Now we know the importance of sunscreen. But what’s that SPF business all about? How do I know what sunscreen I need to use?
SPF stands for sun protection factor. The number of SPF indicates how long a sunscreen should protect you from UVB rays, which we learned penetrates the epidermis, leaving us with sunburns.
No matter what SPF you use, sunscreen should be applied to dry skin 15–30 minutes before sun exposure and should be reapplied every 2 hours that you’re in the sun.

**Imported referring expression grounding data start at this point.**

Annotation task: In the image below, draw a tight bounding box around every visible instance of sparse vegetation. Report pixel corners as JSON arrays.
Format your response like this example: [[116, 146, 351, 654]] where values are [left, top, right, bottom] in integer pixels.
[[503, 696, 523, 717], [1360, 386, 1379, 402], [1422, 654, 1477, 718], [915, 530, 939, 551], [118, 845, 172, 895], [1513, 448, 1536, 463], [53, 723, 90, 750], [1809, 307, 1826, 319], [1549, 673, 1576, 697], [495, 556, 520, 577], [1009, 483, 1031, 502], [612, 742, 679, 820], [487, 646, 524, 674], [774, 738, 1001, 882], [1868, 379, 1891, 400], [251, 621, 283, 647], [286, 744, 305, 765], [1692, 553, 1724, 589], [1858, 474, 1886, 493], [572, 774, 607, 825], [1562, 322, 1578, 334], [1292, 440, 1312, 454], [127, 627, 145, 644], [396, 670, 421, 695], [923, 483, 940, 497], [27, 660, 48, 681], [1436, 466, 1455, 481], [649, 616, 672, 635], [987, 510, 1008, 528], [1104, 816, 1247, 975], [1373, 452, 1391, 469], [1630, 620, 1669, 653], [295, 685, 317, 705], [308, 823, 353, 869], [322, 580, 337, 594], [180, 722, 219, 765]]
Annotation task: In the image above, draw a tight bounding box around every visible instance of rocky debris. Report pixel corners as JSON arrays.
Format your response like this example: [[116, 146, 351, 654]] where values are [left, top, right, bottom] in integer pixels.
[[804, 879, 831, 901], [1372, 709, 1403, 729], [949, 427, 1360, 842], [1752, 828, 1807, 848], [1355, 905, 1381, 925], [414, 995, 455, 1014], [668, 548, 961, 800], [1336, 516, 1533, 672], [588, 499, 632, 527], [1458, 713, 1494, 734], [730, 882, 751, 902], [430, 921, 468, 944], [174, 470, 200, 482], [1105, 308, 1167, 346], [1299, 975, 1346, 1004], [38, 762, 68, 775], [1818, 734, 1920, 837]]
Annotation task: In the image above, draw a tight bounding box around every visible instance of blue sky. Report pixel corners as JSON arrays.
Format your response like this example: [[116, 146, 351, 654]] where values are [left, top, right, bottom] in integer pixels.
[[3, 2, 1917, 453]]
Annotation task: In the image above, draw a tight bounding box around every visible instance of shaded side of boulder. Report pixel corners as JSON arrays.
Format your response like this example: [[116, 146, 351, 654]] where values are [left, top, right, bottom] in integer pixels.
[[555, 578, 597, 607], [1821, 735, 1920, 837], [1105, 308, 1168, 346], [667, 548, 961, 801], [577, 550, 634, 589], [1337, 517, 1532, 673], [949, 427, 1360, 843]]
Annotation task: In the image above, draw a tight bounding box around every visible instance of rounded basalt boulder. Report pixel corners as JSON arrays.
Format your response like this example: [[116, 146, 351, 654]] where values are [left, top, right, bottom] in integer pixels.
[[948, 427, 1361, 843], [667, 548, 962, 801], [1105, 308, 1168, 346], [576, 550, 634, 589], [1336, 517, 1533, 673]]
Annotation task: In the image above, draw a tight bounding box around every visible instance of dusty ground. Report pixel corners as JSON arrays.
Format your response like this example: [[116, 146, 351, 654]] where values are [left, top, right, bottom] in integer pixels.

“One rule of thumb is a teaspoon per body part or area: 1 teaspoon for your face, head, and neck; 1 for each arm; 1 for each leg; 1 for your chest and abdomen, and 1 for your back and the back of your neck.” -Consumer Reports
It’s recommended that everyone uses at least SPF 30 as it blocks 97% of the sun’s UVB rays. Higher SPFs such as SPF 50 block slightly more rays, but no sunscreen has the capability of blocking 100% of UVB rays.
It’s important to also select a broad-spectrum sunscreen that protects the skin from both UVA and UVB rays.
Cherish your skin by protecting it from the sun’s harmful rays. Tan skin may be trendy, but imagine how it’s going to look years down the road when the sun spots and wrinkles take over your once gleaming skin.